Likewise when someone clearly superior in the skill department goes on a hot streak, let’s say Phil Ivey making the main event final table and winning two bracelets in 2009, we say it’s good for the game because it is proving that poker is a game of skill. But in equal measure someone like Jamie Gold luckboxing their way to a fortune is seen as good, because it encourages new players to take up the game by making poker look easy.
Poker players feel a real sense of injustice when a non-poker celebrity gets sponsorship, arguing that it would be better for the game if a hard working talented pro got endorsed. But it’s the celebrities who promote the game to a much wider audience and get new blood at the tables. Surely that’s better for the game?
Some people think that ridiculous buy-in events like the Onyx Cup are good for the game because they guarantee ready-made Ivey/Negreanu/Durrrr dream final tables, which TV audiences will want to see. However some think they are bad for the game, elitist and a way of maintaining the status quo. The counter argument is that good value, affordable, large field events like the UKIPT or the IPO are much better for the game because everyone can get involved.
The debate over whether poker is skill or gambling is often one of the most misguided areas where the ‘good for the game’ debate rears its head. Poker recently got recognised as a Mind Sport and in some countries it’s considered legally a game of skill, in others it’s even been given the status of sport. The natural reaction for most players is to think this is about as good as it gets for the game.

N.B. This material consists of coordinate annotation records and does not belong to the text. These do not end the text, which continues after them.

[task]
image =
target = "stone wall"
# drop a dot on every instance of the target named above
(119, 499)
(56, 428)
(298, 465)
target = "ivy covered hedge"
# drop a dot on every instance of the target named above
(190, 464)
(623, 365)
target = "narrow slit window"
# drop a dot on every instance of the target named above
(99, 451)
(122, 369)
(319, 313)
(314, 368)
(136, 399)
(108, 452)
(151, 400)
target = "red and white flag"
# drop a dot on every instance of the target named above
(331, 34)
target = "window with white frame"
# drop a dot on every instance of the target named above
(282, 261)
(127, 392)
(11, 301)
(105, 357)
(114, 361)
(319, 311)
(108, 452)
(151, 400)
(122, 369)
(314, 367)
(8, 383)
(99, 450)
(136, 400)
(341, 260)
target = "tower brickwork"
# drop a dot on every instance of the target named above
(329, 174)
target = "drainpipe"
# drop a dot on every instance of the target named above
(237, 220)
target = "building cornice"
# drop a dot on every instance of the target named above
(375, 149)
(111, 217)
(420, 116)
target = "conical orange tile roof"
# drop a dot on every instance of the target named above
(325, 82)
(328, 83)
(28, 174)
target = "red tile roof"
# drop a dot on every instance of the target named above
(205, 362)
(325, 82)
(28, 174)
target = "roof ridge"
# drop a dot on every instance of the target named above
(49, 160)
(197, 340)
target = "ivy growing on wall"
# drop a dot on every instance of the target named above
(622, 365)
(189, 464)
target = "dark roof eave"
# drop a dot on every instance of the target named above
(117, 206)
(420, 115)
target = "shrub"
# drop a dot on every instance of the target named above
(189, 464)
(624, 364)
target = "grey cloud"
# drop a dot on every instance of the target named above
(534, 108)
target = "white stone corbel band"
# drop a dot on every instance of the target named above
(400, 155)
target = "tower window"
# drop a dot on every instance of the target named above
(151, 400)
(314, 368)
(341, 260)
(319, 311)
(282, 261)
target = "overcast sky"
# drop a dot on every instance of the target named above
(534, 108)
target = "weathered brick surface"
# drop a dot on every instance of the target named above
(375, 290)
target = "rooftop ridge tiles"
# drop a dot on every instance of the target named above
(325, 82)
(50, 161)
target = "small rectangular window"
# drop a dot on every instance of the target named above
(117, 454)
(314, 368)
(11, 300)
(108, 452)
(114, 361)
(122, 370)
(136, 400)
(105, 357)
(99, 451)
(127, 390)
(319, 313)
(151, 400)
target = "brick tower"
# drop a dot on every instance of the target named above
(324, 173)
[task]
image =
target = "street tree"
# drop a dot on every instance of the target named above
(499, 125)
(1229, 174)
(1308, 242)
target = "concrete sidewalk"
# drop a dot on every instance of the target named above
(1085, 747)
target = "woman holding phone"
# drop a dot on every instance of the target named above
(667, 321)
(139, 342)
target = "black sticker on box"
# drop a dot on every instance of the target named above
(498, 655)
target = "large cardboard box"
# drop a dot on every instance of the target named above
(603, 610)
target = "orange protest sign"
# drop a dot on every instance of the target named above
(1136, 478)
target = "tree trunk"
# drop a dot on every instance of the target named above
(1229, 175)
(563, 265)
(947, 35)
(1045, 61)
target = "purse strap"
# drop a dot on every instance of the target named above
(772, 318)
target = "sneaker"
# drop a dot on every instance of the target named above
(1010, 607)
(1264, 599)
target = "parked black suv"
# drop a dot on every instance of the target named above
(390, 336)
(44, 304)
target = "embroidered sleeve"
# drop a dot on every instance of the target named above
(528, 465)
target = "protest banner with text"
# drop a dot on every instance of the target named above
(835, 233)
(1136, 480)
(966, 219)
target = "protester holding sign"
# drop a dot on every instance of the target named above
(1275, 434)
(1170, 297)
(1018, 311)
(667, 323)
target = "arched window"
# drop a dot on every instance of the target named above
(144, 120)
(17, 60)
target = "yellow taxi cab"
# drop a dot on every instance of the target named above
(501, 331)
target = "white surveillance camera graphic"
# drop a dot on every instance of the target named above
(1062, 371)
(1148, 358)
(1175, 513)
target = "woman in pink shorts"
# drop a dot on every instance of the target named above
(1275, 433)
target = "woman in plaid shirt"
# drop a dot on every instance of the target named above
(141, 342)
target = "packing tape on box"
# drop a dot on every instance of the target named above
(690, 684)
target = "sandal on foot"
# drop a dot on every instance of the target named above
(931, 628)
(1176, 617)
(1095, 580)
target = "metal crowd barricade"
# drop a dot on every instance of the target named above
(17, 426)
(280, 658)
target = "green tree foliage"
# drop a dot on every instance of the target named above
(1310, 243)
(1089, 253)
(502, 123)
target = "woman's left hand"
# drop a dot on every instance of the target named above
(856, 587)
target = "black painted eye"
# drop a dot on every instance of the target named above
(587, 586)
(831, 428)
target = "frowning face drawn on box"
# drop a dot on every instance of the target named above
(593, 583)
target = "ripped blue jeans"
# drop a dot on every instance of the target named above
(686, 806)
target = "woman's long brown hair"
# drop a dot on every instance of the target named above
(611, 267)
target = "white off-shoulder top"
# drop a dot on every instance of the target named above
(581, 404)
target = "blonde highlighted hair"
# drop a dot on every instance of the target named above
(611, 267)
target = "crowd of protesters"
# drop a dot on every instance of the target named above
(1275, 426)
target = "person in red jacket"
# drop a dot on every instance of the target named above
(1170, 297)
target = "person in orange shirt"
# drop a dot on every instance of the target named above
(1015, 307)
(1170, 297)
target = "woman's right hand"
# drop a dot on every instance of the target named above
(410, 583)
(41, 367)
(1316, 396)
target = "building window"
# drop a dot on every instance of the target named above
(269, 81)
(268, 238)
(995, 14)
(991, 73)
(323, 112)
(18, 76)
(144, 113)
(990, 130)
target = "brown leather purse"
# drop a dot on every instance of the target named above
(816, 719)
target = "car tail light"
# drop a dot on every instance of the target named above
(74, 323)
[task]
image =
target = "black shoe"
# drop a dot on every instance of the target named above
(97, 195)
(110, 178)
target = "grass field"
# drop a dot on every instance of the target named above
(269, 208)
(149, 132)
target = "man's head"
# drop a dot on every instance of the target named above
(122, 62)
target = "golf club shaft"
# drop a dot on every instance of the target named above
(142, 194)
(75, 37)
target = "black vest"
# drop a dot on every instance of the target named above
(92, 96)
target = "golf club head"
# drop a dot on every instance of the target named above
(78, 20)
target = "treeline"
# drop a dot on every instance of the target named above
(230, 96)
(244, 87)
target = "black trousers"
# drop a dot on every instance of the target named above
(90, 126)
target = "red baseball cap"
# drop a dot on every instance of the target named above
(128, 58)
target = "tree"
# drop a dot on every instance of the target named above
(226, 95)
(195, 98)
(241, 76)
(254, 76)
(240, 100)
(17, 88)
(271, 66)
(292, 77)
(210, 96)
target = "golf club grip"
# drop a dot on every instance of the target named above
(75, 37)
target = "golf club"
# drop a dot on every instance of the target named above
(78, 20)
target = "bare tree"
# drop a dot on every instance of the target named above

I’m not saying it isn’t, but there is plenty of reason why poker staying considered a form of gambling is actually great for the game. First of all, I live in the UK and right now it is in every poker players interest for poker to remain a form of gambling – because we don’t pay tax on gambling winnings at the moment. Poker being named a game of skill would be terrible for players if that resulted in winnings becoming taxable. Obviously in other countries, being considered a game of skill could actually have tax benefits, so what is good for poker in one country is not the same in another.
But the other reason why we should be cautious to cast off the image of gambling from poker is that we may chase away new players. So many poker rooms make the mistake of aiming their marketing towards skilled players (By offering big rakeback deals, multi entry tournaments, claiming to be full of fish, and allowing tracking software) when they should be finding new ways to allure new players.
It’s the fact that anyone can win that makes poker so enticing, love it or hate it, variance is the reason we are all here. I have always thought the best way to market a room like Full Tilt would be to show one of their usual cool excerpts of Phil Ivey looking like the Tiger Woods of poker, listing his accomplishments and accolades to demonstrate why he is the best in the world, then all of a sudden show my Mum beating him heads-up and doing a victory dance. Because of the gambling element in poker, you can beat the best in the world – that’s a message that’s great for the game.
Personally I think what is best for the game is most of the things that go against my own poker snobbery instincts. I think celebrity poker players are good for the game, I think that shallow stacked TV poker with big personalities like Tony G is good for the game, I think that the gambling element of poker is what makes it so enticing and therefore good for the game. Anything that gets new players playing and thinking that poker is a piece of cake is good for the game – it’s good for sponsors, good for seasoned players, good for new players, good for poker staff types like myself and good for the poker economy in general.
Before you decide something is good for the game, first think about what the game needs first.